An online pressure campaign aimed at “codifying” the DOGE cuts has gained steam in recent days, pushed by Musk-friendly Republicans including Utah Sen. Mike Lee and Florida Gov. Ron DeSantis. Many MAGA influencers on Musk’s X platform have amplified the effort.
In a CBS News interview Tuesday, Musk himself criticized the “one big, beautiful bill” backed by Trump that just narrowly cleared the House last week and is headed for the Senate. Musk said he “was disappointed to see the massive spending bill, frankly, which increases the budget deficit … and undermines the work that the DOGE team is doing.”
“A bill can be big or it can be beautiful,” Musk said in a clip of the interview published Tuesday night. “But I don’t know if it can be both.”
Trump’s top policy aide, deputy chief of staff Stephen Miller, responded to Musk in a late-night X post, noting that the cuts Musk has been seeking could not be done in the GOP megabill but instead “would have to be done through what is known as a rescissions package or an appropriations bill.”
Senior Republicans informed some House GOP members that the rescissions package would finally be coming hours later.
Johnson backed Miller’s comments, saying the senior Trump aide “made an important point” that Musk has targeted cuts to funding for federal agencies, while the party-line bill Republicans are trying to clear this summer would cut spending on safety-net programs like Medicaid.
It is considered possible, however, to use the party-line bill to claw back the agency funding DOGE has targeted. But House Republicans didn’t tee up that action in the budget framework they approved last month.
Whether the forthcoming request can pass Congress is an open question: Republicans have debated possible DOGE-inspired rescissions for months, and GOP leaders have been sensitive to the fact that some pieces may have trouble passing the House, according to two other Republicans granted anonymity to discuss the matter, as well as the tight 45-day timeline for consideration set out in federal law.
Cuts to NPR and PBS, in particular, have been a hard sell in the past for some Republicans.
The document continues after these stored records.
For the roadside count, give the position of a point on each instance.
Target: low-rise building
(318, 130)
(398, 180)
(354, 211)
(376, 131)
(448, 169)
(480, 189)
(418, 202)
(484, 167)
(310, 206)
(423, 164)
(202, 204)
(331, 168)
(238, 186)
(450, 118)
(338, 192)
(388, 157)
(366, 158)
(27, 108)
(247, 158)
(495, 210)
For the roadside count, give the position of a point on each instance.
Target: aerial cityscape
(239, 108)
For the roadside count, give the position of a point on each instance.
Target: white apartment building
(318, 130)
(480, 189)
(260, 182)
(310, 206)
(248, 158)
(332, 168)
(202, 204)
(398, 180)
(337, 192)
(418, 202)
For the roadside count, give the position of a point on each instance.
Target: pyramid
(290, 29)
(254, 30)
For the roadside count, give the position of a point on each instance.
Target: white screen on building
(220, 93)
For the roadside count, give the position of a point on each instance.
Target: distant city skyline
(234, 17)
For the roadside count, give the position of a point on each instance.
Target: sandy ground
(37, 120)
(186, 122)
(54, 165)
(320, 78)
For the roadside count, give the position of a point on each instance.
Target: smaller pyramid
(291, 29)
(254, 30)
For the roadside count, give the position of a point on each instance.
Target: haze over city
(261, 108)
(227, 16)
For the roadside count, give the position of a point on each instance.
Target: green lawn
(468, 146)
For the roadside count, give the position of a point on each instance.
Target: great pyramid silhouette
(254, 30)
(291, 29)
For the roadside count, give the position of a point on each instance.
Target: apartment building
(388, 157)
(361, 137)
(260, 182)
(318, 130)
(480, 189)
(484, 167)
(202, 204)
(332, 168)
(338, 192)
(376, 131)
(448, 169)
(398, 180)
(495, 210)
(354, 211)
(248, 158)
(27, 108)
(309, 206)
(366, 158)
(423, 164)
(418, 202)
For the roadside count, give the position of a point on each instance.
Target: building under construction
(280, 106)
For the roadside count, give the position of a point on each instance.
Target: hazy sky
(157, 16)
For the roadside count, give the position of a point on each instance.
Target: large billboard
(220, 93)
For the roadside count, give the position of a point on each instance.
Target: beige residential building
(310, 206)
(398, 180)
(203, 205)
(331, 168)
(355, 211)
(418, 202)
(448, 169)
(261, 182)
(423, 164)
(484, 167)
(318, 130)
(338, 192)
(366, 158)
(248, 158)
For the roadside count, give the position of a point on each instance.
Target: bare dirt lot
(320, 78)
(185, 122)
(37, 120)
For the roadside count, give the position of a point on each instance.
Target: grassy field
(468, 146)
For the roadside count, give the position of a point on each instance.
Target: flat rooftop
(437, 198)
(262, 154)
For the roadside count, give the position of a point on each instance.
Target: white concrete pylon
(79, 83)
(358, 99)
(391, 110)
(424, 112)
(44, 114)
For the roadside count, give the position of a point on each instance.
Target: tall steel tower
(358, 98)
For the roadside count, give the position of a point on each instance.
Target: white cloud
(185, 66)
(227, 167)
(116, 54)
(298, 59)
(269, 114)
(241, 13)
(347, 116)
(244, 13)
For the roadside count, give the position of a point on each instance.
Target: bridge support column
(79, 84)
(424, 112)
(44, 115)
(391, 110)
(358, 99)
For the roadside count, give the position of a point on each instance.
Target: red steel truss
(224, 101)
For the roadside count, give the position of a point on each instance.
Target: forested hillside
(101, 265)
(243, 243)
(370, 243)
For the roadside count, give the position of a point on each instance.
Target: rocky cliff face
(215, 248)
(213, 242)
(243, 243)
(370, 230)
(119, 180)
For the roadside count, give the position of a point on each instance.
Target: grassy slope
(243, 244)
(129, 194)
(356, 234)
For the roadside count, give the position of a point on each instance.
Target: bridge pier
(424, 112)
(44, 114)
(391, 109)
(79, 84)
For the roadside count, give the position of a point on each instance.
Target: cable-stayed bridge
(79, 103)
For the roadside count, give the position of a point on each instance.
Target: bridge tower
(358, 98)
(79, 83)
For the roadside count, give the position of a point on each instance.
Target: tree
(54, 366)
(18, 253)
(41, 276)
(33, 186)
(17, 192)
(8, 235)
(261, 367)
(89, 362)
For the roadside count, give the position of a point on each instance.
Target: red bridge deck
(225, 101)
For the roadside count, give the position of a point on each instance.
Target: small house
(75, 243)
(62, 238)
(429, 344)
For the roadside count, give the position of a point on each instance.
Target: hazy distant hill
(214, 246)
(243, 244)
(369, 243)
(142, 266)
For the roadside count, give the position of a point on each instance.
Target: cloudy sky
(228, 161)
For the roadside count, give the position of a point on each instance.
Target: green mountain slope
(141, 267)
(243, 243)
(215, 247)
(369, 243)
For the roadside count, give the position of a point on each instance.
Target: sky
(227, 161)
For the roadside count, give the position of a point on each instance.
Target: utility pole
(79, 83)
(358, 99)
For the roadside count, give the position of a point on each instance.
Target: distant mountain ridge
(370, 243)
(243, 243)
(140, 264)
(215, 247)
"This is the first I heard of this. Nebraska public media does a good job, so I’m not inclined," said Rep. Don Bacon (R-Neb.) when asked about the bill’s prospects in the House. "I'll consider it."
The Senate’s top Republican appropriator, Maine Sen. Susan Collins , has said she wants her panel to vet any request for clawbacks Trump might send, to give lawmakers a chance to make changes.
“I'm not going to prejudge a rescission package. But based on what I'm hearing, I think I would have some considerable difficulties,” Collins said in a brief interview this month.
Sen. Rand Paul (R-Ky.), who first pressed Musk almost three months ago to get Trump to pursue clawbacks, is frustrated that the Trump administration had not sent a package sooner.
“I’m very disappointed — not only in the White House, but disappointed in Congress,” Paul said in a brief interview last week. “If Congress can’t cut $9 billion, I think most of them should resign and go home.”
Some Republicans on Capitol Hill have been wary of fielding a White House request for clawbacks this year, given that Congress rejected Trump’s 2018 request to nix $15 billion. This time, top House GOP appropriators have sought to weigh in ahead of any White House submission to ensure the package can pass.
House Appropriations Chair Tom Cole (R-Okla.) said this month that House Republican leaders have been in “robust” negotiations with the White House over what the request will include. “We’re talking about different things, but looking at different ways to get to basically the same number,” he said.
Jordain Carney contributed to this report.